I am shocked -- SHOCKED -- to discover that Wall Street has hatched yet another scheme to shave off some profits for themselves and their billionaires while leaving the rest of us with the dregs, aren't you?
This scam is called "high frequency trading" (HFT). As Chris Hayes explains, it benefits a few at the expense of many.
The best article I found on it is one from a year ago at Mother Jones. HFT is complex, and gleans profits from splitting seconds, which is why Wall Street would rather you just didn't know about it.
[N]ew technologies have changed Wall Street beyond recognition. Despite efforts at reform, today's markets are wilder, less transparent, and, most importantly, faster than ever before. Stock exchanges can now execute trades in less than a half a millionth of a second—more than a million times faster than the human mind can make a decision. Financial firms deploy sophisticated algorithms to battle for fractions of a cent. Designed by the physics nerds and math geniuses known as quants, these programs exploit minute movements and long-term patterns in the markets, buying a stock at $1.00 and selling it at $1.0001, for example. Do this 10,000 times a second and the proceeds add up. Constantly moving into and out of securities for those tiny slivers of profit—and ending the day owning nothing—is known as high-frequency trading.
This rapid churn has reduced the average holding period of a stock: Half a century ago it was eight years; today it is around five days. Most experts agree that high-speed trading algorithms are now responsible for more than half of US trading. Computer programs send and cancel orders tirelessly in a never-ending campaign to deceive and outrace each other, or sometimes just to slow each other down. They might also flood the market with bogus trade orders to throw off competitors, or stealthily liquidate a large stock position in a manner that doesn't provoke a price swing. It's a world where investing—if that's what you call buying and selling a company's stock within a matter of seconds—often comes down to how fast you can purchase or offload it, not how much the company is actually worth.

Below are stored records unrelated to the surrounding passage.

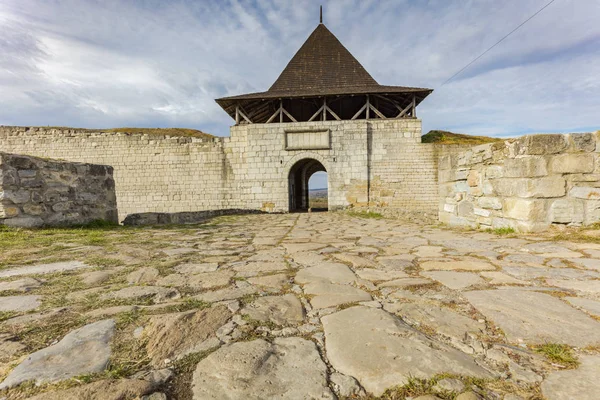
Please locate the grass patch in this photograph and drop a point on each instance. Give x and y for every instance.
(558, 353)
(188, 363)
(445, 137)
(4, 315)
(188, 304)
(365, 214)
(502, 231)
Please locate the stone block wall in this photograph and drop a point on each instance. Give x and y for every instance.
(526, 184)
(370, 164)
(362, 156)
(152, 173)
(38, 192)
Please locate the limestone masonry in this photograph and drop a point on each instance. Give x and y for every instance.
(325, 112)
(525, 184)
(36, 192)
(250, 169)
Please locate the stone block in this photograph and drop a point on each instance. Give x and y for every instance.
(585, 142)
(525, 209)
(487, 188)
(461, 186)
(493, 203)
(18, 196)
(592, 212)
(465, 208)
(494, 172)
(543, 144)
(33, 209)
(552, 186)
(525, 167)
(572, 163)
(450, 208)
(481, 212)
(9, 211)
(566, 211)
(585, 192)
(24, 222)
(473, 178)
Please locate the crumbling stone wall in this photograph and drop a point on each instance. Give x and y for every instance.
(377, 164)
(36, 192)
(152, 173)
(526, 184)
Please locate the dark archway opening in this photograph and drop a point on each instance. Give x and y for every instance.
(299, 190)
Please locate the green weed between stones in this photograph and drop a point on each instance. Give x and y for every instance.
(365, 214)
(558, 353)
(502, 231)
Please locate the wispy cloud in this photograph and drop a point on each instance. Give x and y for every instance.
(162, 63)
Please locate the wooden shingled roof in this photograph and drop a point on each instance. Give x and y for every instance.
(324, 67)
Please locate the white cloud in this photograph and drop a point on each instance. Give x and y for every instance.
(115, 63)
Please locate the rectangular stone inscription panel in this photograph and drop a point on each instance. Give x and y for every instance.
(312, 139)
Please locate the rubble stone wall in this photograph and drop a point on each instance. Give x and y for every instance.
(526, 184)
(370, 163)
(36, 192)
(152, 173)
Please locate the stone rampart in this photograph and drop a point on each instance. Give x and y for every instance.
(36, 192)
(152, 173)
(377, 164)
(526, 184)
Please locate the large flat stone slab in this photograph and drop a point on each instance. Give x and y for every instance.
(298, 247)
(280, 310)
(331, 294)
(500, 278)
(535, 317)
(19, 303)
(259, 267)
(377, 275)
(528, 273)
(465, 265)
(20, 285)
(455, 280)
(328, 272)
(582, 383)
(226, 294)
(381, 351)
(173, 336)
(158, 294)
(104, 390)
(276, 281)
(589, 286)
(43, 268)
(590, 306)
(355, 261)
(441, 319)
(289, 368)
(83, 351)
(406, 282)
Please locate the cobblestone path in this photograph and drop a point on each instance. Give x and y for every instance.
(298, 306)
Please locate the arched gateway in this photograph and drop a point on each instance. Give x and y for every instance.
(299, 175)
(325, 112)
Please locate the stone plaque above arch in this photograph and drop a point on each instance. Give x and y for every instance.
(307, 139)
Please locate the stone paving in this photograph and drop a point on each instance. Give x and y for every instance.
(301, 306)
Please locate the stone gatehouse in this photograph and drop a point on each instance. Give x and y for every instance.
(326, 113)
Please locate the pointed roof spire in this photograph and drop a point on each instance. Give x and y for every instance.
(322, 63)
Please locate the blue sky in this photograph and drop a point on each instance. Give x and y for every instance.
(162, 63)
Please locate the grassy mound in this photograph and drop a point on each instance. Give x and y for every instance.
(445, 137)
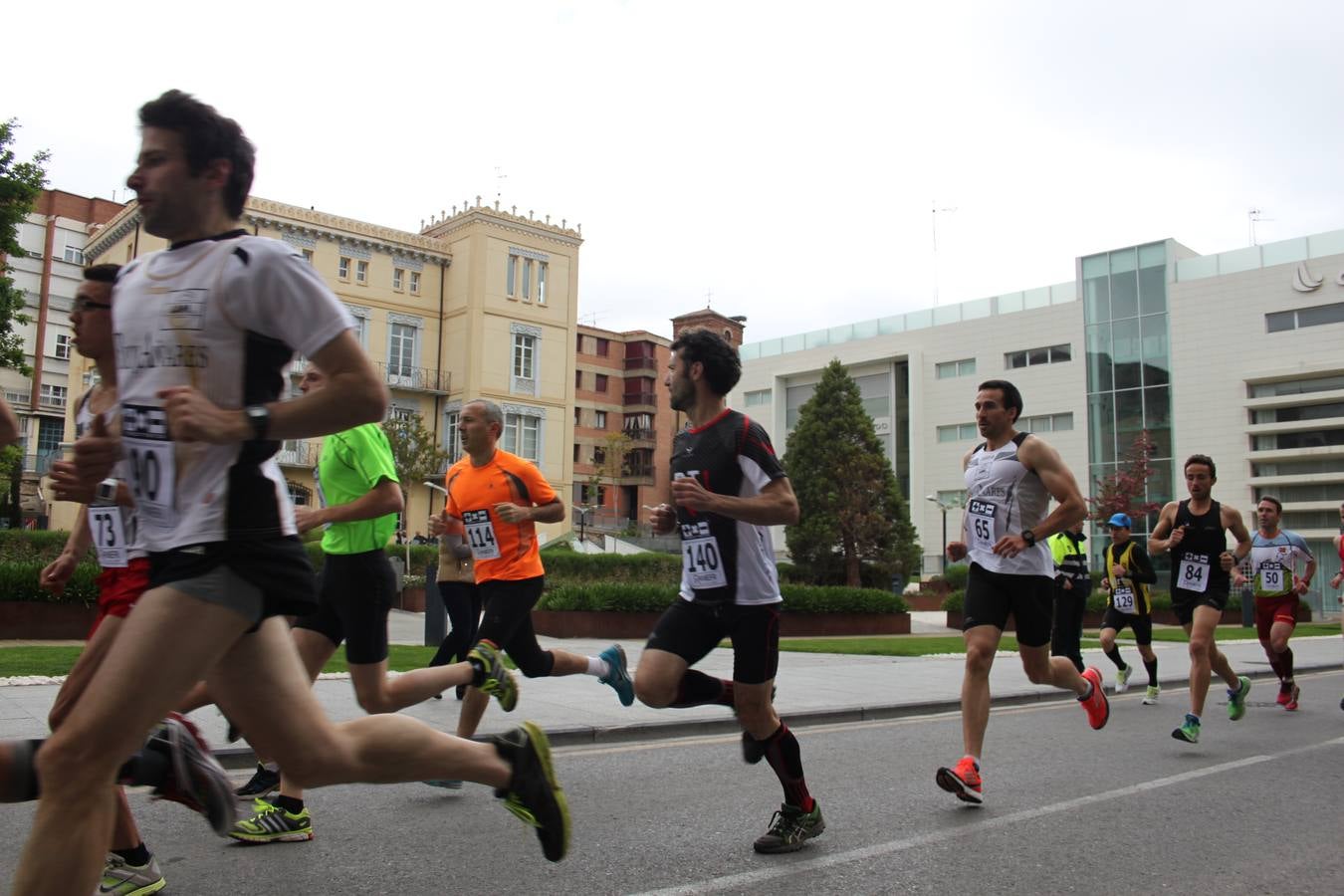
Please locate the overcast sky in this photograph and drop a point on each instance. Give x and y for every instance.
(784, 157)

But high-frequency trading isn't for your eTrade account, and that's why Wall Street wins and we don't. This is what billionaires do, not what ordinary folks sitting at their computer do.
No millisecond left behind for these guys:
If you thought that stock traders made enough money, and wielded enough power over the global economy, think again: Financial traders are now turning to high-speed laser networks between stock exchanges, to decrease latency by a few milliseconds, to squeeze a few more trillion dollars per year out of high-frequency trading (HFT).
They're always on the hunt for more, too. MoJo:
Traders' need for speed has grown so voracious that two companies are currently building underwater cables (price tag: around $300 million each) across the Atlantic, in an attempt to join Wall Street and the London Stock Exchange by the shortest, fastest route possible. When completed in 2014, one of the cables is expected to shave five to six milliseconds off trans-Atlantic trades.
But why stop there? One trading engineer has proposed positioning a line of drones over the ocean, where they would flash microwave data from one to the next like the chain of mountaintop signal fires in The Lord of the Rings. "At what point do you say, 'This is fast enough'?" asks Brent Weisenborn, a former NASDAQ vice president.
Maybe all we need to know is who champions high frequency trading while offering a bite-size critique of Michael Lewis' book Flash Boys:
"Again, look to interests," said AQR Capital Management's Cliff Asness. "Making mountains out of molehills sells more books than a study of molehills."
Yeah, I suppose Asness' huge contributions to the RNC to buy up the 2010 midterms were just a molehill too.